Go with Philips, they really last.......


----------



## azzu (Feb 18, 2011)

Philips she 9550- 0.9k - Has Great bass
philips she 9700- 1.4k - overall sound...balanced treble and deep bass
Sound magic pl30 - 0.9 k - entry level audiophiles


----------



## skippednote (Feb 18, 2011)

Increase you budget and get HD202 or go with Philips SHE 9550


----------



## spm (Feb 18, 2011)

so is the HD202 that good .....
whats the price? so i guess i would have to buy it online as it may not be available in my town...


----------



## desiibond (Feb 19, 2011)

yes. it is a great headphone and should cost around 1.4k. If you have large ears, if may be just a bit irritating.


----------



## skippednote (Feb 19, 2011)

You can order it from Flipkart.Com they have Cash on Delivery and a great price.


----------



## spm (Feb 20, 2011)

k guys...
i checked out the different shopping websites and they also offer HD 201 apart from HD 202.
how do they compare?

---------- Post added at 07:50 AM ---------- Previous post was at 04:38 AM ----------

and also i stumbled upon a sony model that appears good
MDR-XD100 : HiFi / Home Theatre Headphones : Headphones : Sony India
check that out and pls give ur suggestions


----------



## desiibond (Feb 20, 2011)

actually, HD201 is better than HD202. it's difficult to find it but if you can get one, get it.


----------



## spm (Feb 25, 2011)

so should i go for hd 201 instead of the hd 202..
i saw both of them almost similarly priced in an online shop


----------



## sountha (Feb 28, 2011)

Hi,
If you strictly want headphones on a tight budget , go for Senn HD202/201.
The 202 is a bit more compact than 201, so will suit those with smaller ears, Plus it has more impedence, less THD and hence better quality 
Cheers!! 

HD 202: 
# Response Bandwidth 18 - 18000 Hz
# Total Harmonic Distortion (THD) 0.5 %
# Sensitivity 115 dB
# Impedance 32 Ohm
# Magnet Material Neodymium 

HD 201:
#  Response Bandwidth  21 - 18000 Hz
# Total Harmonic Distortion (THD) 0.7 %
# Sensitivity 108 dB
# Impedance 24 Ohm


----------



## spm (Mar 4, 2011)

thank you all..
finalized on the HD 202


----------



## a2mn2002 (May 16, 2011)

Can i use the HD 202 with lg optimus one for music.


----------



## doomgiver (May 16, 2011)

a2mn2002 said:


> Can i use the HD 202 with lg optimus one for music.

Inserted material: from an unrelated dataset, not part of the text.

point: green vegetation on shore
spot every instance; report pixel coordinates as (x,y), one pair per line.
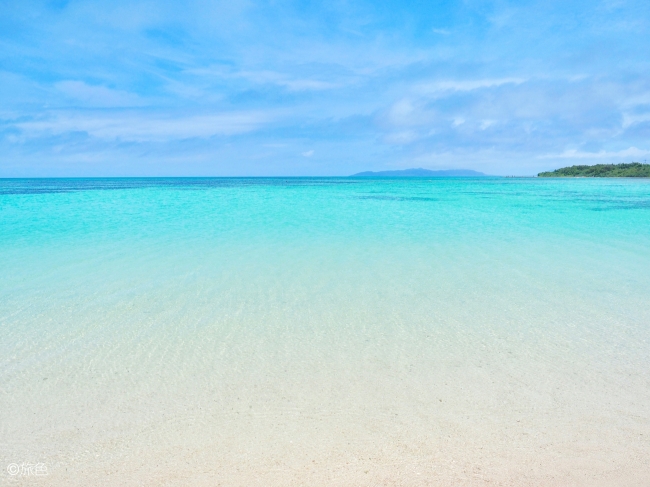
(631,170)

does a nightingale bird sing??? yes, it has a 3.5 mm jack. you can use all the mainstream headphones on it that have a 3.5 mm jack.
if you dont have a 3.5 mm jack, get an adapter for 10-50 rs. 



sountha said:


> Hi,
> If you strictly want headphones on a tight budget , go for Senn HD202/201.
> The 202 is a bit more compact than 201, so will suit those with smaller ears, Plus it has more impedence, less THD and hence better quality
> Cheers!!
> ...



well, all this is just specmanship. you wont actually know the difference until you hear them yourself. so, DONT go by specs alone. they can be misleading.


----------



## arjunlalb (Jun 5, 2011)

creative ep 630 is an excellent one.. costs below Rs1000/- only


----------



## doomgiver (Jun 7, 2011)

creative ep630 SUCKS
too bad i cant write that in big red bold letters, coz thats how much they suck.

rs. 500 : soundmagic pl-11
rs. 1000: soundmagic pl-30
rs. 2000: brainwavz m1

dont buy creative b$


----------



## desiibond (Jun 7, 2011)

doomgiver said:


> creative ep630 SUCKS
> too bad i cant write that in big red bold letters, coz thats how much they suck.
> 
> rs. 500 : soundmagic pl-11
> ...



Totally agree on this one!


----------